BANGKOK — A former national police chief, who currently heads the Thai Football Association, met with investigators Thursday to explain his financial links with a fugitive massage parlor owner accused of human trafficking.
Somyot Poompanmoung reported to the Department of Special Investigation after admitting that while he was police chief he borrowed 300 million baht (almost USD$9.5 million) from Kampol Wirathepsuporn.
Kampol owned the Victoria Secret massage parlor, which also operated as a brothel, and has been charged with at least 12 separate counts, many related to human trafficking and alleging he prostituted girls who were 15 to 18 years old.
Police raids in January revealed that the massage parlor employed teens and allegedly trafficked some of them into the sex trade. Investigators also discovered that police officers had received sexual favors from staff.

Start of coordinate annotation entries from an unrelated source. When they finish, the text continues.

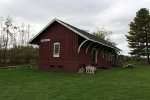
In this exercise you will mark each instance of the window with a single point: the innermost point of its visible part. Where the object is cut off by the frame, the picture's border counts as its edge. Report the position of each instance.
(56, 49)
(94, 56)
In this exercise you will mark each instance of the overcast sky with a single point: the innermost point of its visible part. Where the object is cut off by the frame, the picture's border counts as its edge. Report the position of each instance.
(114, 15)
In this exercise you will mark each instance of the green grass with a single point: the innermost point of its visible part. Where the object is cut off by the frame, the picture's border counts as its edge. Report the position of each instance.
(106, 84)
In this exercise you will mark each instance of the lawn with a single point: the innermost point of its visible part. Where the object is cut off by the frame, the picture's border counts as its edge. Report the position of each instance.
(107, 84)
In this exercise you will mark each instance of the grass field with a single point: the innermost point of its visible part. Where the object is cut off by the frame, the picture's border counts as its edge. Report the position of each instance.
(106, 84)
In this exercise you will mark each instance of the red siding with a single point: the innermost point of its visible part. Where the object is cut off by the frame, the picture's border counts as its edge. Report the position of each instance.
(69, 43)
(68, 49)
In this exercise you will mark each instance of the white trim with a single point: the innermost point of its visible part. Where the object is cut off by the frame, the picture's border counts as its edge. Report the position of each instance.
(95, 55)
(54, 53)
(88, 47)
(45, 40)
(42, 30)
(61, 24)
(81, 45)
(99, 50)
(71, 30)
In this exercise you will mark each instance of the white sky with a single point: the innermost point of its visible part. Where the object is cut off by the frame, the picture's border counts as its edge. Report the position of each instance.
(114, 15)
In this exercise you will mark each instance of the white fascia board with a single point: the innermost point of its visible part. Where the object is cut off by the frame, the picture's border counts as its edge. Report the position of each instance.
(104, 44)
(61, 24)
(42, 30)
(72, 29)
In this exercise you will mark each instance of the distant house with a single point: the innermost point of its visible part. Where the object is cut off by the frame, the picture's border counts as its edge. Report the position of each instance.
(65, 47)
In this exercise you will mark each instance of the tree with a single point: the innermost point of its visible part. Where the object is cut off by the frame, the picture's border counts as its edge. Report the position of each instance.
(6, 35)
(102, 33)
(139, 34)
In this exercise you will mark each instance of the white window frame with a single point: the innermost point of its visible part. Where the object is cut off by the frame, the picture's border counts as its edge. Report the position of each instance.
(54, 53)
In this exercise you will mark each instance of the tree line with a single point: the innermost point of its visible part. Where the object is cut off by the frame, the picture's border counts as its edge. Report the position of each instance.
(14, 47)
(139, 35)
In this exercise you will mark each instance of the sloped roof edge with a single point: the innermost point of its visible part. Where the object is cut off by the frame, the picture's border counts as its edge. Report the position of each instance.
(72, 29)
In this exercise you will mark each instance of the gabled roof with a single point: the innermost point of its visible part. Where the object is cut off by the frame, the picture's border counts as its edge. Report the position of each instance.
(80, 32)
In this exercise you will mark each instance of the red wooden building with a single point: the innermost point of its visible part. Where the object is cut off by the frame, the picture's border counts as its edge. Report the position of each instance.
(65, 47)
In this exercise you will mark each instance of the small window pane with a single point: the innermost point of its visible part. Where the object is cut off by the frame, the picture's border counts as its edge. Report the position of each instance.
(56, 50)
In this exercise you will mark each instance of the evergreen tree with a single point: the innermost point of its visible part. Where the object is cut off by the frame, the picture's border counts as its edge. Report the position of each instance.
(139, 34)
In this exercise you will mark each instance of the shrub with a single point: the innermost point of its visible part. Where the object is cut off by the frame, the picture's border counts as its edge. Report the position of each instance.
(130, 66)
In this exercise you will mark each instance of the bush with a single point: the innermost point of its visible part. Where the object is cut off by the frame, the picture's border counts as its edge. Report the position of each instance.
(130, 66)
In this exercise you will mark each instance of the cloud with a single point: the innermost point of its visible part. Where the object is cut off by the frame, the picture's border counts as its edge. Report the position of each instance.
(114, 15)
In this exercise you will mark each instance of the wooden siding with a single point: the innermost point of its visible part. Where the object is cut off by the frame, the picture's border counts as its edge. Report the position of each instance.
(68, 49)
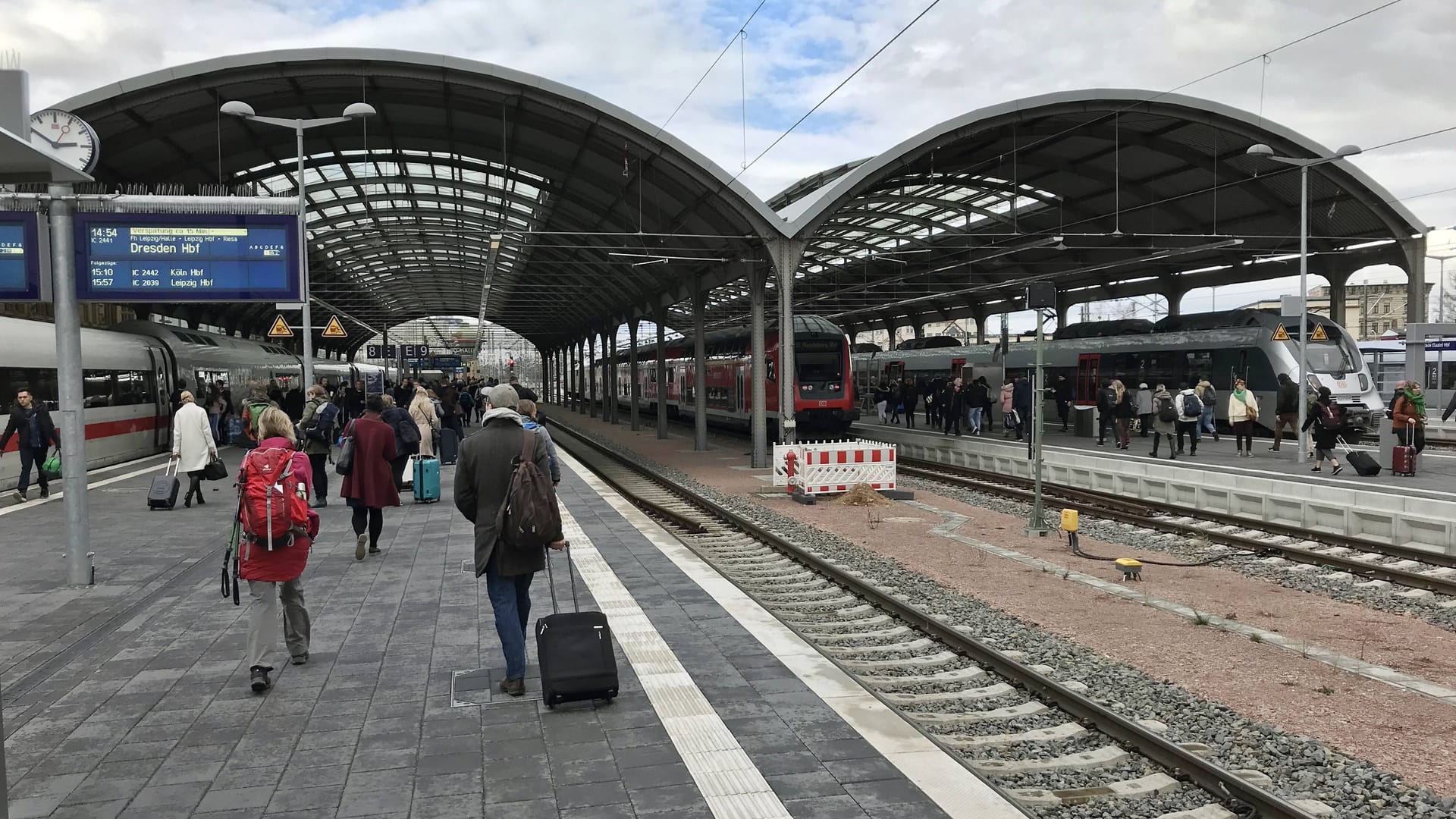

Police have raided several other venues that Kampol owns.
Somyot told reporters he was interviewed by investigators as a witness, but declined to elaborate.
Supat Thamthanarug, director of the DSI’s anti-trafficking section, said Somyot’s large loan was under investigation but he declined to provide further details.
Somyot told the media that Kampol was an old friend who shared a love of sacred Buddhist amulets and had helped him out at a difficult time. He said he had repaid the loan and had declared it to the relevant authorities at the time.
The story provoked widespread comment about links between police and the criminal underworld. Newspaper opinion writers condemned the former police chief’s behavior as “shameless.”
Somyot sullied his image further by saying in a media interview that being the country’s police chief had only been a sideline and that his real job was speculating on the stock market.
Somyot made international headlines in 2015 when he announced a reward of 3 million baht (about USD$86,000 then) for information leading to the arrest of the perpetrators of a deadly Bangkok bomb attack, then awarded it to his own police officers once arrests had been made.
He became head of the Thai Football Association in 2016 after leaving his police post. He took over from Worawi Makudi, who was banned in 2016 from all national and international football-related activities for five years by FIFA, the international governing body of football, for ethical violations including forgery.